Report: US Vehicle Electrification Will Be a Protracted, Decades-Long Process
Wednesday, September 20th, 2023
In 2022, the share of electric vehicles (EVs) sold in the US hit a record high of nearly 6%. A new study from The Conference Board projects that even if new EV sales rise gradually to 100% by 2040, 40% of all cars and trucks on the road in 2040 might still be powered by fossil fuels.
According to The Future of US Vehicle Electrification and GHG Emissions, businesses must be prepared to manage their operations in a bifurcated and rapidly changing market environment.
"EV adoption is set to surge in the coming decade, but new vehicle sales tell only part of the story," said Alex Heil, Senior Economist at The Conference Board. "Americans are holding on to their cars longer than they once did, with the average age of light vehicles exceeding 12 years in 2022. As a result, the US may need to support both a rapid ramp-up in EV charging and continued operation of fossil fuel infrastructure for decades to come—unless private investment, policy incentives, and consumer demand can spur even faster EV adoption and vehicle replacement."
Among the report's key insights:
EVs are likely to reach 50:50 parity with fossil-fuel vehicles in 2038.
- In this scenario, EVs account for 66% of new cars and light trucks and 25% of new medium and heavy trucks by 2032, before reaching 100% of all new vehicles by 2040.
- The transition to EVs will create a bifurcated transportation fuel system that persists for at least the next three decades.
Reaching net zero by 2050 will be doubtful without accelerating electrification of the transportation sector:
- If EV sales reach 100% by 2040, annual greenhouse gas (GHG) emissions from fossil fuel vehicles would fall by 51% based on current performance standards—a dramatic drop, but still far off the US goal of net zero in 2050.
- Indeed, a sizable portion of GHG emissions would remain in the absence of greater efficiencies for fossil fuel vehicles and potential adoption of alternative fuels like hydrogen for difficult-to-electrify subsectors.
Businesses face a transition risk in the decades ahead until near-complete electrification has occurred.
- In the interim, investments in fossil fuel infrastructure—including refineries, storage tanks, and fueling stations—would still be necessary, despite the decline of the gasoline and diesel markets in general.
- The rate of decline will determine the profitability of any such investments, integration of charging and refueling stations, and the willingness of businesses to commit financial resources.

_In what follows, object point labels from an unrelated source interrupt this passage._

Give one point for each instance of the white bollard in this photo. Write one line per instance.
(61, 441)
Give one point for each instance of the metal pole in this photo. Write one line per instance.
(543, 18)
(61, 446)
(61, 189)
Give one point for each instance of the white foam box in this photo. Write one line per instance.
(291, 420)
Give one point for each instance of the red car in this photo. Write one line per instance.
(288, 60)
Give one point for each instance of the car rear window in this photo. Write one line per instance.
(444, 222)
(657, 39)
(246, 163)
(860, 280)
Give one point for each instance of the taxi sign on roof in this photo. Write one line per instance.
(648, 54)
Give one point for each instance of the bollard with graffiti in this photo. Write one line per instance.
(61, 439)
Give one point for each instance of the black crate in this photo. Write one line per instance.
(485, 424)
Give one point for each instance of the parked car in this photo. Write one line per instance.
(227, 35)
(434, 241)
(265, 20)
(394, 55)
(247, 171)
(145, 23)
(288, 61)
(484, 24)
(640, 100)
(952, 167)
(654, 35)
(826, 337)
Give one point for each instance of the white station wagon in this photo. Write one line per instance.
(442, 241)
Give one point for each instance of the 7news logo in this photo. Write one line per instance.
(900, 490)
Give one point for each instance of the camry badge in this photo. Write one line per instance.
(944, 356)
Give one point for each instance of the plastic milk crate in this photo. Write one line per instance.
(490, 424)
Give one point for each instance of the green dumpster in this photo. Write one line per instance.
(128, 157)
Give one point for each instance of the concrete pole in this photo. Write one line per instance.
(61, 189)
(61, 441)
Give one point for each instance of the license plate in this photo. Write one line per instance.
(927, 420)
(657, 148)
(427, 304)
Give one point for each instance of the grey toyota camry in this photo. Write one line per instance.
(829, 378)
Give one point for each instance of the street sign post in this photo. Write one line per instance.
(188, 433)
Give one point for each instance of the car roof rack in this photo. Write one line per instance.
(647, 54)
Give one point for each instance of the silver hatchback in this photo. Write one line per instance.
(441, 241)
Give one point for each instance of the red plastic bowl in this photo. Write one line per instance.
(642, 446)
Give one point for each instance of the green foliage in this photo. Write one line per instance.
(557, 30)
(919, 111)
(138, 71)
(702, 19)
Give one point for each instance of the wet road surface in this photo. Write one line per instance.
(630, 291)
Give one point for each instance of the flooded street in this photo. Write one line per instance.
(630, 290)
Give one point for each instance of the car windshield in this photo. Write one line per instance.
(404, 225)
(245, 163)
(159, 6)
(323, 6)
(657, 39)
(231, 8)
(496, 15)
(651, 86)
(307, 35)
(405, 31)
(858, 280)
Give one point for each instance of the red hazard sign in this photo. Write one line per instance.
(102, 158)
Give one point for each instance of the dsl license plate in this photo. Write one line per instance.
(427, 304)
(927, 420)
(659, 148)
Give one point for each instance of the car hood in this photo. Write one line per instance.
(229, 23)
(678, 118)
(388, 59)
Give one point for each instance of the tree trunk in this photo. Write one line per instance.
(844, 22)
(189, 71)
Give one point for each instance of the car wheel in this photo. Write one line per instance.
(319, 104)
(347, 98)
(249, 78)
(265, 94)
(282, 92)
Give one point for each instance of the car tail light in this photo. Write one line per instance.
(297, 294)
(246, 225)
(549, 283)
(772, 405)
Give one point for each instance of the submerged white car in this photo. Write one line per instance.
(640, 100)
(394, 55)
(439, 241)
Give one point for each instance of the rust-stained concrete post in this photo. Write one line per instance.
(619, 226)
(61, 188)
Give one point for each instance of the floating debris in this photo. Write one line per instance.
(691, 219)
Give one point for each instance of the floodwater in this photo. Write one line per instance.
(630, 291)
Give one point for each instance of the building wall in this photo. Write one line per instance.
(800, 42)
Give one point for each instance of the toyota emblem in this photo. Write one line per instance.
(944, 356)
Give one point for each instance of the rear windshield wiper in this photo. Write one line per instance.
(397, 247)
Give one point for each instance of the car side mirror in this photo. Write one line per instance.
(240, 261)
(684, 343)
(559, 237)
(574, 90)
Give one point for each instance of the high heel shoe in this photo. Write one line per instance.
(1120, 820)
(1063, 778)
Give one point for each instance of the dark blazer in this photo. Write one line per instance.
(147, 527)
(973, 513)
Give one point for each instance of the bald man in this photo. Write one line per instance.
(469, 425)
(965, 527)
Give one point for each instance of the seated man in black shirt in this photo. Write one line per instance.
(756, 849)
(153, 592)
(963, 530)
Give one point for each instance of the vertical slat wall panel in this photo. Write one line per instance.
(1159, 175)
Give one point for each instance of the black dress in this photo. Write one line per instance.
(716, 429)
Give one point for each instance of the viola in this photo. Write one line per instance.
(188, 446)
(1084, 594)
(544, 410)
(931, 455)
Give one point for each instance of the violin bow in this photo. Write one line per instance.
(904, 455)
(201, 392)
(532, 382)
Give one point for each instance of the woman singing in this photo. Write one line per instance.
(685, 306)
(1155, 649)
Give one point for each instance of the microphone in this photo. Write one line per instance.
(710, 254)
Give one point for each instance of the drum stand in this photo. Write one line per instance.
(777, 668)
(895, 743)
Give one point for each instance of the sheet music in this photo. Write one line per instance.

EV Transition Will Require a New Policy Framework for US Infrastructure Funding
Among the serious complexities of electrification is its impact on the federal Highway Trust Fund (HTF), which has historically funded the maintenance and replacement of US road and transit through gasoline and diesel taxes.
In a supporting brief, EV Adoption Could Exacerbate Transportation Infrastructure Funding Shortfall, The Conference Board finds that fuel tax revenue could fall by 60% assuming EVs reach 100% market share of new vehicles by 2040. This will exacerbate challenges to the HTF—which is already chronically underfunded because gas taxes have not been raised since 1993.
Ultimately, an alternative funding mechanism may be needed to ensure the viability of US transport and supply chains:
Businesses might have to prepare to pay for new costs such as fees based on vehicle miles traveled (VMT) or on electricity used for charging.
- While HTF revenue is paid today when motorists purchase fuel, a future system may be based on peak demand or specific impacts on infrastructure during use.
- This shift to a new system, while not entirely costless in itself, could open up new efficiencies via better route choices or time-of-day planning.
Data security will become a critical issue for businesses and households.
- A new system of telematics—data collected from vehicles via sensors or smart devices for pricing and revenue collection—would be needed to implement a more dynamic charging and cost recovery system.